Scan of the human chromosome 1 for selective sweeps. (A) The x axis denotes the position on chromosome 1, and the y axis shows the CLR evaluated by SweeD (upper panel) and the ω-statistic (bottom panel) evaluated by OmegaPlus. (B) The joint plot for SweeD and OmegaPlus. Red points denote outliers at a significance level of 1%. The genes located in the outlier regions are described in the supplementary material (supplementary table S1 in supplementary section S4, Supplementary Material online).

Fig. 5.

Comparison of the time (in seconds) required to estimate the average SFS by using either simulations or SweeD. The four thin black lines represent time needed by simulating a sample from a bottlenecked population 10 times (solid line), 100 times (dashed line), or 1,000 times (dotted line). Number of simulated replications affects the accuracy of estimation; more replications result in more accurate estimation (supplementary fig.
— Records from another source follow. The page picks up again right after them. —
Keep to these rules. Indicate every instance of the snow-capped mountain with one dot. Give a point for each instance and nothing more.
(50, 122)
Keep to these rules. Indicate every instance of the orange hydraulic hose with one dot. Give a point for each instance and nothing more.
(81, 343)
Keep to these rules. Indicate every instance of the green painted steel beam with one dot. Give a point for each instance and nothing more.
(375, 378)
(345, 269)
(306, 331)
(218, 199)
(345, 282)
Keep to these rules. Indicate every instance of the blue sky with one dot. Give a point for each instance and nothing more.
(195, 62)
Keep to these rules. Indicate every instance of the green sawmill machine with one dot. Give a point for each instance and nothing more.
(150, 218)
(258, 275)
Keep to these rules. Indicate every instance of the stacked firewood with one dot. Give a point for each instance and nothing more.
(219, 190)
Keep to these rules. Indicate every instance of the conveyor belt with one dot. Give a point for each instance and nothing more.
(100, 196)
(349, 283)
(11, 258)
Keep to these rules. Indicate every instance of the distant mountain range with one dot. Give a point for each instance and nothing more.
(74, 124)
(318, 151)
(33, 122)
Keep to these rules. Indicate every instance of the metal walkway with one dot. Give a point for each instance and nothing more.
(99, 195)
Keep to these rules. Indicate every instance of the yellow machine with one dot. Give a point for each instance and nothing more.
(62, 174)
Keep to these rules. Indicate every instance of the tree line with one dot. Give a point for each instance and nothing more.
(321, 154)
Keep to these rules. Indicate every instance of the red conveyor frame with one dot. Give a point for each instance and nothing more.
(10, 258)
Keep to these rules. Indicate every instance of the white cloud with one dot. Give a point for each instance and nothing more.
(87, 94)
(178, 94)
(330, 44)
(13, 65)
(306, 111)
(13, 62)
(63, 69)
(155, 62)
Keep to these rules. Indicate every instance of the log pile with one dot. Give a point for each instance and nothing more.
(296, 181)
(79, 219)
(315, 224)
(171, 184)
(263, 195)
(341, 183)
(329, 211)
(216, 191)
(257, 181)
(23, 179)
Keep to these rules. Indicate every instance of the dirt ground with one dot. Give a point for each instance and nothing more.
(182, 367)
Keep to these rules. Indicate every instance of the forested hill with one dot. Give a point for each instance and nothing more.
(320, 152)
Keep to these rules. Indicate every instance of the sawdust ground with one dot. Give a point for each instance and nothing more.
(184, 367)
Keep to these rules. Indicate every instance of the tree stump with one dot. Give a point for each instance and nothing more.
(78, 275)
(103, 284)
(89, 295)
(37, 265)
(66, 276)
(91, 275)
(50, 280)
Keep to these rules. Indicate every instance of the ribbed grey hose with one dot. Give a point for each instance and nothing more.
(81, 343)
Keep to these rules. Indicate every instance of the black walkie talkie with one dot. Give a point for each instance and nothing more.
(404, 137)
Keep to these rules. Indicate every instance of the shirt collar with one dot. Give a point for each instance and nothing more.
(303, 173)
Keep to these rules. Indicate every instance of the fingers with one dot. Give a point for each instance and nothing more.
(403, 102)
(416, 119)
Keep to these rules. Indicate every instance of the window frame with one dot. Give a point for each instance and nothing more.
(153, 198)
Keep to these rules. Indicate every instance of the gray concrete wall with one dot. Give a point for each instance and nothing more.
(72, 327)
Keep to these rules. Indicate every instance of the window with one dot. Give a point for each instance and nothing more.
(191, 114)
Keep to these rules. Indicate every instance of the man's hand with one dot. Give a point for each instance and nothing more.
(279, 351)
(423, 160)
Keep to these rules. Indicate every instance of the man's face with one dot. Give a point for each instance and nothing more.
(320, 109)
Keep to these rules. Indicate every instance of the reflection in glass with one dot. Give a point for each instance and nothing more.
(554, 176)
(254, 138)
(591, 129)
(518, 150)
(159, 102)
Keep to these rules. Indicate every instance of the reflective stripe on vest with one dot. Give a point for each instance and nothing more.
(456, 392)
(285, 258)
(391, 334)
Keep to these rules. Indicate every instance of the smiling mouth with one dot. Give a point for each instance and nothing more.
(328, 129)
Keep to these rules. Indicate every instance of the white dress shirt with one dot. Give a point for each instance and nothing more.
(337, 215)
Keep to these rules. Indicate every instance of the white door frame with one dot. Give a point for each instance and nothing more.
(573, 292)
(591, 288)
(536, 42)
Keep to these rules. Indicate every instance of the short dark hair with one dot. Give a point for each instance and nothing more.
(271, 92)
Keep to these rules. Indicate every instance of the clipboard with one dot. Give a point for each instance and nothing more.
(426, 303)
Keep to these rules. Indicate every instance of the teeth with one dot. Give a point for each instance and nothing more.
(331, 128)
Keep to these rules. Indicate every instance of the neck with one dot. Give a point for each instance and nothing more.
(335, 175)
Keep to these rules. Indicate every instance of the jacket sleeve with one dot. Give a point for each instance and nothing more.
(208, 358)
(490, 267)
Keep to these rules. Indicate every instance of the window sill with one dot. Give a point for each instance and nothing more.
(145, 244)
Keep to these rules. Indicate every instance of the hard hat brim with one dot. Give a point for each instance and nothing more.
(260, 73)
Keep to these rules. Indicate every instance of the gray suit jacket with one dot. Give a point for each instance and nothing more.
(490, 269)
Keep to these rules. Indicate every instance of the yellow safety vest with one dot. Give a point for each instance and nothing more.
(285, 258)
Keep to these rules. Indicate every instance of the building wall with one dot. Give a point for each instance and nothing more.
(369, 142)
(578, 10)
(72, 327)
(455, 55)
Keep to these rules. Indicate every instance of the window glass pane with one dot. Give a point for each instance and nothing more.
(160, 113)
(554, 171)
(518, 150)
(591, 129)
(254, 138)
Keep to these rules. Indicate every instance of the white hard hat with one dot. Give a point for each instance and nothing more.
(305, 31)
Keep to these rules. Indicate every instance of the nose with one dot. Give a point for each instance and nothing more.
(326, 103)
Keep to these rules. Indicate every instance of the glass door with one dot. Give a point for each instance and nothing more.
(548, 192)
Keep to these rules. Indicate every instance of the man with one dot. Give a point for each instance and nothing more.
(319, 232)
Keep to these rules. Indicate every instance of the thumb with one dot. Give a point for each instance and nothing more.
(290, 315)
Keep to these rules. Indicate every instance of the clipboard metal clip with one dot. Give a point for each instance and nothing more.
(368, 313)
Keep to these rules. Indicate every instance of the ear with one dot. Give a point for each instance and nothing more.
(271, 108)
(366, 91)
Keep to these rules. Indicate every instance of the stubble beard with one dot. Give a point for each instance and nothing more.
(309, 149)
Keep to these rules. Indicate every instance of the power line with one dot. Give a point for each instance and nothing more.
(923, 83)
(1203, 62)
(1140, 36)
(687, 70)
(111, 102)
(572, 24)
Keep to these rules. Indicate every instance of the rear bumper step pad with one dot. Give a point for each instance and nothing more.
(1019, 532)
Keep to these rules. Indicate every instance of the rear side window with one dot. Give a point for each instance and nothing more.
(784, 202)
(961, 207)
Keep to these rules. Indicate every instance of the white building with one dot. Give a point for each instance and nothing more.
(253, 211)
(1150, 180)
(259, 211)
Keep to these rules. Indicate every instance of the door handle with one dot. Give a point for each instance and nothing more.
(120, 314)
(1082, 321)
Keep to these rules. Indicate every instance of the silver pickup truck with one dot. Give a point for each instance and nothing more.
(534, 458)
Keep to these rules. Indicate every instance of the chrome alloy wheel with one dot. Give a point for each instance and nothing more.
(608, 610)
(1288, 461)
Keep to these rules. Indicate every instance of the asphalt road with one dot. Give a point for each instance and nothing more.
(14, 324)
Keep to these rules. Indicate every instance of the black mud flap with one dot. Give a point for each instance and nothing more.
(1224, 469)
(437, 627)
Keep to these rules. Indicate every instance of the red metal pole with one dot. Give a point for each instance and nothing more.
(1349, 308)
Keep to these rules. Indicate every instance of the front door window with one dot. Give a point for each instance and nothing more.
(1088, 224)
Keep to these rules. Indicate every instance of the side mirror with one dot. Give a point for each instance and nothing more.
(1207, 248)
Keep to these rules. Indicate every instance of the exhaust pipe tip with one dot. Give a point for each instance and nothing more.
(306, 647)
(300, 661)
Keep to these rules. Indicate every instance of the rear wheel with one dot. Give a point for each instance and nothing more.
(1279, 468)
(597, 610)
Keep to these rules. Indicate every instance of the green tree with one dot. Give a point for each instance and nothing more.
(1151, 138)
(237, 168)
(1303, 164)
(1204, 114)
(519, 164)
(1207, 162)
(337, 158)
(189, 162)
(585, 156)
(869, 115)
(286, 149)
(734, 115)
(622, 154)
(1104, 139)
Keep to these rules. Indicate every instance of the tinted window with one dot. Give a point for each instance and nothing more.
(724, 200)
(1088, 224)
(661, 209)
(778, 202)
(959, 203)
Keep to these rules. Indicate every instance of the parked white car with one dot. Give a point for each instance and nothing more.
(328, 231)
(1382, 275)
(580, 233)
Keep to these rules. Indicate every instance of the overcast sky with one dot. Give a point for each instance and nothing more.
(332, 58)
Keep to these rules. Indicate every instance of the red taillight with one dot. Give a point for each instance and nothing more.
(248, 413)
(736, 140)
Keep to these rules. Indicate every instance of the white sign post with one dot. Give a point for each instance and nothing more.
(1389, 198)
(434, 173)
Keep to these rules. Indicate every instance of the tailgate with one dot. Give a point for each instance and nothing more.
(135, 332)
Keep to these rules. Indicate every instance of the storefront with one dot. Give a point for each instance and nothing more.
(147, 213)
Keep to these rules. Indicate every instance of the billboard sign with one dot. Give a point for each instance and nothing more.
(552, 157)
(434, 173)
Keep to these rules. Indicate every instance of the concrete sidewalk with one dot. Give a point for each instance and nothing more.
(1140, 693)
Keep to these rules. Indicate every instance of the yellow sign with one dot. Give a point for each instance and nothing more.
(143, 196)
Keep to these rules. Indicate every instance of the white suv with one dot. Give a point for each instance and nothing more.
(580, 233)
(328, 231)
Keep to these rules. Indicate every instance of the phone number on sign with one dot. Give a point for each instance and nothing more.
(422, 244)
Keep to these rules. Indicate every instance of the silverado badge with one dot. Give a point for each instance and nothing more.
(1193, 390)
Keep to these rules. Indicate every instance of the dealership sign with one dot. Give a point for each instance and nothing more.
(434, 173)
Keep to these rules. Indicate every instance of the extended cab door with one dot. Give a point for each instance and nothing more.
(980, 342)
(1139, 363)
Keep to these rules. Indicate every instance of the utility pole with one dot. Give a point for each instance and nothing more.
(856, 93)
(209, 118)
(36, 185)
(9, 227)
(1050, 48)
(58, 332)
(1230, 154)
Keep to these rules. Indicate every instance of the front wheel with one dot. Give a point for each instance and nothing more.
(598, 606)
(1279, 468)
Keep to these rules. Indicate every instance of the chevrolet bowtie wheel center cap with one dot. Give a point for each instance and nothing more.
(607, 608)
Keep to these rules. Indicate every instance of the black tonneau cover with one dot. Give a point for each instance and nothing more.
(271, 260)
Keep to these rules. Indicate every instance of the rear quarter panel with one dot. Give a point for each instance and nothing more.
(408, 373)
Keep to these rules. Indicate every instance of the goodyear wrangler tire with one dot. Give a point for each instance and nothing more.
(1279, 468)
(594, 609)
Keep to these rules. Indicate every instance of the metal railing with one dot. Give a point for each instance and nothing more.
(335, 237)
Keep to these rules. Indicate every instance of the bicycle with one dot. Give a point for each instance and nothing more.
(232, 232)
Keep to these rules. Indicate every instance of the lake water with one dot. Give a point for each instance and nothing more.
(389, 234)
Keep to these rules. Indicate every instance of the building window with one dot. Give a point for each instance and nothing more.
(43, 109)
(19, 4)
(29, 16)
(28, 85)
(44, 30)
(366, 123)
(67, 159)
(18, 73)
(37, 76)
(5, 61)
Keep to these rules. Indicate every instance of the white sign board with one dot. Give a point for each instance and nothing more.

S3 in supplementary section S5, Supplementary Material online). The thick gray line shows the time needed for SweeD (with the MPFR library) to estimate the average SFS of the same demographic scenario. The command line used for generating the simulated data sets is provided in the supplementary section S6, Supplementary Material online.

Fig. 6.

Comparison of memory consumption (A) and run-time (B) of SweeD (where the SFS is computed by the data itself) and SweeD using the MPFR library to calculate the analytical SFS. Simulated standard neutral data sets of 500 SNPs and 25, 50, 100, 200, and 400 sequences were used for the measurements. Memory consumption was quantified with the massif tool of the valgrind software (Seward and Nethercote 2005).